The UK government has urged police chiefs to consider whether waving a Palestinian flag could be a criminal offence in the wake of calls by senior figures for people deemed to have expressed support for Hamas to be prosecuted.
In a letter on Tuesday, Home Secretary Suella Braverman called on police forces to be alert for displays of Hamas flags or logos or other demonstrations of support for the Palestinian militant group.
Hamas was proscribed as a terrorist organisation by the UK government in 2021.
But Braverman also called on police to consider the context in which Palestinian flags are waved to assess whether public order offences of harassment or incitement may have been committed.
"Behaviours that are legitimate in some cricumstances, for example, the waving of a Palestinian flag, may not be legitimate such as when intended to glorify acts of terrorism," she wrote.
She also encouraged police chiefs to consider whether chants like "From the river to the sea, Palestine will be free" should be "understood as expression of a violent desire to see Israel erased from the world" and therefore a public order offence.
Her comments came hours after British Prime Minister Rishi Sunak vowed that anyone in the UK supporting Hamas in the wake of its "barbaric acts of terrorism" would be held accountable.

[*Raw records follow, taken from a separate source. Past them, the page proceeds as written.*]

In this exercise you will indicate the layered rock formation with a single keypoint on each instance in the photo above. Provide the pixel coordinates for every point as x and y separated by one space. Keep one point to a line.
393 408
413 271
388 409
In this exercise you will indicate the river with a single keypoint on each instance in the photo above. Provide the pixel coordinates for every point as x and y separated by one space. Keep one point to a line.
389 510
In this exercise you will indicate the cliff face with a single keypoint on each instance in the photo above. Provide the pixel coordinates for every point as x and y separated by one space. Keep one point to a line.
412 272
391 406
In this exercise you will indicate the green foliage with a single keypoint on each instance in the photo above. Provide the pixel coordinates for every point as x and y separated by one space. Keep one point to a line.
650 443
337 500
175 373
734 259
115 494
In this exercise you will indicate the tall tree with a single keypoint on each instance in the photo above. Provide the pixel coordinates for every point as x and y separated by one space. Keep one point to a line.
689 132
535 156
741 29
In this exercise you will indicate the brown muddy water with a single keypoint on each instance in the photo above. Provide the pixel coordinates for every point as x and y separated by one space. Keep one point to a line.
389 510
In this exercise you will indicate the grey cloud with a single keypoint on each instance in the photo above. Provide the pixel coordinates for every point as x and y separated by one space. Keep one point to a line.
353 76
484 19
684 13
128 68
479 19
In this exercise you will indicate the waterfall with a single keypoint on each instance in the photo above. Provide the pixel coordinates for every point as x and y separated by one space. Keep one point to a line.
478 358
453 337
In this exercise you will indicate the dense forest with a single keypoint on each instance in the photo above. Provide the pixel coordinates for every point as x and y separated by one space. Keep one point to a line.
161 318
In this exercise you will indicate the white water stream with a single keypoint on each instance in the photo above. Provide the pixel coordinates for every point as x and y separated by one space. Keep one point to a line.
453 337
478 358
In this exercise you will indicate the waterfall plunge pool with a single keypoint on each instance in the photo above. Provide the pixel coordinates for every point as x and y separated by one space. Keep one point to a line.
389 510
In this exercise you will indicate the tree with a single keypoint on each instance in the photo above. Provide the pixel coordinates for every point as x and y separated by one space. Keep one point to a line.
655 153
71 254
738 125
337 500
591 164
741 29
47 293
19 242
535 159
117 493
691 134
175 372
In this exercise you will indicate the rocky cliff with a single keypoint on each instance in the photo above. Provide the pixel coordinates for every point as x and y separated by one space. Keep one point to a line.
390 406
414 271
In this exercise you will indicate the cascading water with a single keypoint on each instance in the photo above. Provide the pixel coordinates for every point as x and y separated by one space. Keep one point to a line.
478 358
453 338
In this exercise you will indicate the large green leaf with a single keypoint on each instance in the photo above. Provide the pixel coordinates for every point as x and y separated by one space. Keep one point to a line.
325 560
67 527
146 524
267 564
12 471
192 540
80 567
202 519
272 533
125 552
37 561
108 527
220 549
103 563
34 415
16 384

"People should not be supporting Hamas and we will make sure that we hold people to account if they are," he told reporters during a visit to Staffordshire on Tuesday.
The UK government is among a group of countries also including the US, Germany and France who have offered Israel "steadfast support" in the aftermath of a weekend assault by Palestinian fighters from Gaza in which more than 1,200 Israelis are reported to have been killed.
At least 830 Palestinians have reportedly been killed as Israel responded with air strikes in Gaza.
On Monday evening, thousands of protesters gathered outside the Israeli embassy in London, waving Palestinian flags and chanting "Free Palestine".
London police reportedly arrested three people involved in the demonstrations.
Across town, thousands of people attended a Jewish community vigil outside Downing Street while Sunak was at a prayer service at a synagogue in north London.
Over the weekend, Braverman tweeted that she expected police to "use the full force of the law" against any displays of support for Hamas, a message which she reiterated on Monday.
"There is no place on British streets for demonstrations that glorify terrorism. I am writing to police chiefs urging them to use all their powers to prevent disorder & distress," she posted.
The British government proscribed Hamas in its entirety as a terrorist organisation in November 2021, meaning that anyone who expresses support for the Palestinian militant group could face up to 10 years in prison.
Previously, only Hamas's military wing, the al-Qassam Brigades, had been proscribed in the UK.
Earlier this year, a contentious review of the UK goverment's Prevent counter-extremism strategy recommended that supporters of Hamas should be treated the same as supporters of the Islamic State group.
People in the UK have previously been prosecuted for displaying flags or wearing t-shirts with the logos of proscribed organisations including the Kurdistan Workers' Party (PKK) and Hamas.
In 2021, a man was convicted but spared prison for wearing t-shirts supportive of the al-Qassem Brigades and the Palestinian Islamic Jihad militant group in a London neighbourhood with a large Jewish population.